The most basic function of a computer program is to store variables in memory, and access those same variables later on in the program. Your Python session uses your computer’s Random Access Memory. RAM is very efficient with read and write times, which makes it the ideal candidate for storing program data.
Computer memory stores binary information (though quantum computing may soon change this!). One unit of binary information is a bit. A bit can take on two values, 1 and 0. A two-bit number has 4 possible values (
2*2). An eight-bit number has 256 possible values
ASCII was developed as a 7 bit standard to represent a standard set of characters. There are 128 total ASCII characters
(2^7). Bits are measured in groups of eight (one byte is eight bits), which means that one byte can represent the entire ASCII character set.
That means we can save a five-character string in five bytes of memory. If we store the value
BACON in the variable
food, the program first allocates 5 bytes to store the characters in the string
BACON. Maybe the computer allocates the thousandth byte to B, the next byte to A, and so on.
The program needs to associate the variable
food with the 1000th byte in memory. Otherwise, bytes 1000 - 1004 will be occupied, but the computer will not know where to look! In the
food variable itself, Python stores the location of the bytes in memory. The variable
food is just a reference to the 1000th byte! When you ask the program to retrieve the value of the variable
food, the program looks up the address where the value is stored, and then reads the bytes at that address.
Types and Casting
Python variables can assume different types. The three most basic types of variables are:
Integers are whole numbers with no decimal. Floats are real numbers and can contain decimals. Strings are collections of characters.
Python has a function
type() which will return the type of a variable. The
type() function is especially useful when debugging. Different types of variables have different properties, and once you know the type of a variable you can call its built in functions. Try typing the following commands into your Python session.
type(1) type(1.0) type('a')
If you want to change the type of a variable, you can cast it as a different type. For example, if we want to cast a float as an int, we can execute the following commands:
a = int(4.5) print(type(a))
We can also cast a string as an int, provided that the string contains only numbers. Try the following:
a = '123' b = int(a) print(type(a)) print(type(b))
As you might expect, we cannot cast letters to an int. Try it, and see what you get!
One of the core features of any programming language is the ability to perform computations. Python of course is capable of performing numeric calculations, including addition, subtraction, multiplication and division. Python also is capable of performing several operations on strings.
Python strings can be concatenated using the
+ operator. Strings can also be constructed using the
* operator. This will be especially useful when constructing large strings!
fullName = 'Ben' + ' ' + 'Johnson' repeated = fullName * 20 print(fullName) print(repeated)
We can also select a smaller part of a string, which is called slicing. To select the first character of a string, use
x. Yes, Python starts counting at zero. To select the last letter of the string, use
x[-1]. This notation is a key part of the Python language, and will keep surfacing as a way to slice variables and objects. What do you get when you execute the following code?
food = 'chicken' x = food[-2] print(x)
To select a middle set of characters, you can use a colon to separate the starting index and the stopping index.

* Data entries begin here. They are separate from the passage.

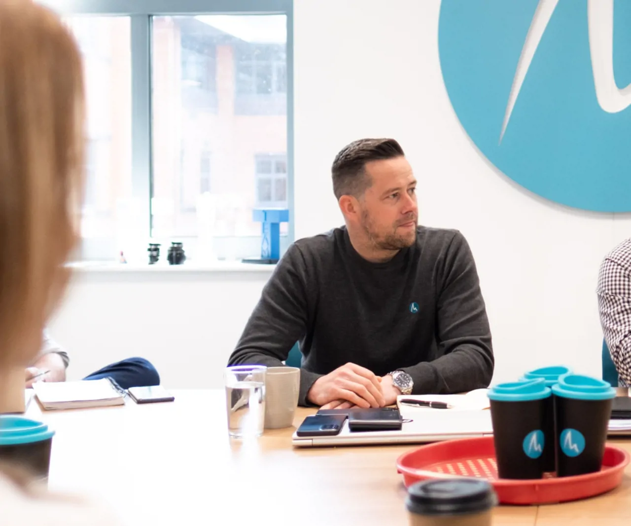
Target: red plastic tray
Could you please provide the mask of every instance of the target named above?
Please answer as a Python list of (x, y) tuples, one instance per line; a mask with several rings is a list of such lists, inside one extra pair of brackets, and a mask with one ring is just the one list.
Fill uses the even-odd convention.
[(406, 486), (428, 479), (475, 477), (488, 481), (502, 504), (552, 504), (599, 495), (622, 481), (629, 455), (607, 445), (603, 469), (596, 473), (533, 480), (498, 479), (492, 436), (448, 440), (402, 455), (397, 469)]

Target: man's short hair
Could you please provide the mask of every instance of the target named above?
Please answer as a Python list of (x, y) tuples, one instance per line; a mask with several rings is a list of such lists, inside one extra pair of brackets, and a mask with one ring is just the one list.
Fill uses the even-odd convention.
[(335, 156), (331, 168), (333, 193), (339, 199), (343, 195), (358, 197), (370, 187), (366, 174), (366, 163), (392, 159), (405, 154), (394, 139), (360, 139), (344, 146)]

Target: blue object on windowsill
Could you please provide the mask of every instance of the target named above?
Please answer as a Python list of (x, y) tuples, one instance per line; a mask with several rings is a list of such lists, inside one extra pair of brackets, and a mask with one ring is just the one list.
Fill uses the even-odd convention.
[(289, 221), (286, 208), (255, 208), (252, 214), (254, 221), (262, 224), (261, 239), (261, 258), (243, 260), (244, 263), (272, 265), (280, 258), (280, 224)]

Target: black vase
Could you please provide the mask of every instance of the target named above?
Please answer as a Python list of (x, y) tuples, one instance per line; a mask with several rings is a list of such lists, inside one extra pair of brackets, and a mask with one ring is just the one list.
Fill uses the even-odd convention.
[(186, 261), (186, 254), (182, 243), (172, 242), (167, 254), (167, 261), (169, 265), (182, 265)]
[(150, 243), (147, 252), (149, 253), (149, 264), (157, 263), (160, 259), (160, 243)]

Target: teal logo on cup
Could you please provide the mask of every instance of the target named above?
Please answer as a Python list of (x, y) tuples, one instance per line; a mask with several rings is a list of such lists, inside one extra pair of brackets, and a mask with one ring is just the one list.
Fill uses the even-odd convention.
[(531, 431), (524, 439), (522, 444), (524, 453), (531, 458), (538, 458), (543, 453), (545, 444), (545, 439), (543, 437), (543, 431), (541, 429)]
[(561, 451), (568, 457), (578, 457), (585, 449), (585, 437), (576, 429), (563, 429), (560, 440)]

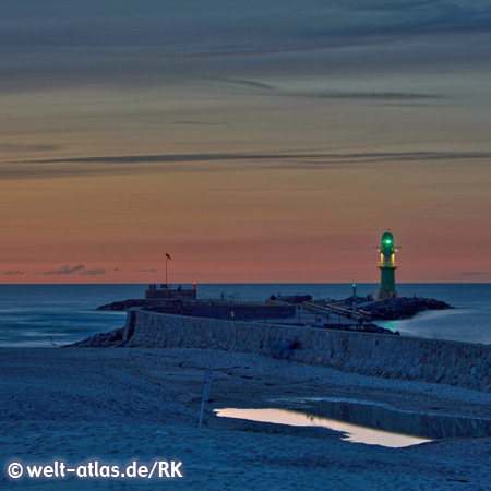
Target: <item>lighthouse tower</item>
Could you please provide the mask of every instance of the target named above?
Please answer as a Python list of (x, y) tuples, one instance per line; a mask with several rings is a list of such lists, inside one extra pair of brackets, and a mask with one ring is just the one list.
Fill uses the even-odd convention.
[(397, 297), (394, 275), (394, 272), (396, 271), (398, 265), (395, 262), (395, 253), (397, 252), (397, 249), (394, 246), (394, 236), (391, 232), (385, 232), (382, 236), (382, 243), (380, 246), (379, 252), (379, 270), (382, 273), (380, 279), (379, 299), (384, 300), (386, 298)]

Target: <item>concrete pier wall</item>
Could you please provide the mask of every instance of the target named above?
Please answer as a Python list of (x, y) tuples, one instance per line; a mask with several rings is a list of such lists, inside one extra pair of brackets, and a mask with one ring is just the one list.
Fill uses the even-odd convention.
[(390, 379), (491, 392), (491, 347), (439, 339), (328, 331), (130, 311), (133, 347), (253, 352)]

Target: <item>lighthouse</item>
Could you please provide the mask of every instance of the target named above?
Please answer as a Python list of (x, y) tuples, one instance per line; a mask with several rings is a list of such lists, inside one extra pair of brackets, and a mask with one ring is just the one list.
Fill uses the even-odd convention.
[(397, 268), (397, 263), (395, 262), (397, 248), (394, 246), (394, 236), (391, 232), (387, 231), (382, 236), (379, 252), (379, 270), (381, 271), (379, 299), (384, 300), (386, 298), (397, 297), (394, 274)]

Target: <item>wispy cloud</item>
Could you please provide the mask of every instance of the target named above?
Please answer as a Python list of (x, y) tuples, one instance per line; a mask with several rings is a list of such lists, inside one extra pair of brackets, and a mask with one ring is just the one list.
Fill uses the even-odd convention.
[(79, 264), (76, 266), (69, 266), (68, 264), (65, 264), (64, 266), (60, 266), (56, 270), (46, 271), (43, 274), (44, 275), (71, 275), (71, 274), (76, 273), (77, 271), (80, 272), (84, 268), (85, 268), (85, 266), (83, 264)]
[(267, 92), (268, 95), (283, 97), (312, 97), (322, 99), (367, 99), (367, 100), (420, 100), (420, 99), (442, 99), (439, 94), (424, 94), (417, 92), (373, 92), (373, 91), (333, 91), (333, 89), (285, 89), (275, 85), (255, 82), (251, 80), (218, 79), (220, 82), (252, 87)]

If I type
food[2:8], I will get five characters in the middle of the string.
Why is this useful? Lots of data engineering revolves around data cleaning. Let’s say you recieve a list of customer addresses, containing street, city and state. You want to count how many customers are in each state. Great news! Thanks to the string slicing you learned in your Python course, now you can select the last two characters of each string.
111 EASY STREET, NASHVILLE TN 222 BROKEN DREAMS BLVD, LOS ANGELES, CA 333 SHAKEDOWN ST, OAKLAND, CA
Let’s do an experiment. How many bytes is a single character, versus an integer, versus a float?
import sys sys.getsizeof('a') sys.getsizeof(1) sys.getsizeof(1.0)
Each variable type takes up a different amount of space in memory. The amount of space a variable consumes depends on the programming language, for example in C++, floats and ints take up only 4 bytes each. Python’s variables take up slightly more space. For more information on how Python stores strings, check out this fantastic article by Artem Golubin.
While the Python interpreter is executing a Python program, it stores the values of variables in your Random Access Memory (RAM). You might have 8GB, or 16GB of RAM. Go ahead and check! In the File Explorer, right click the name of your computer and click Properties. The System window should open. Look for Installed Memory (RAM).
When you execute a Python command, the command is passed to the Python interpreter. The interpreter converts your Python command into another lanugage, such as C, which compiles to assembler code. Finally, your CPU reads and executes the assembler code. For more detail on the Python interpreter, the introductory pages of these lecture notes from UCI are brilliant.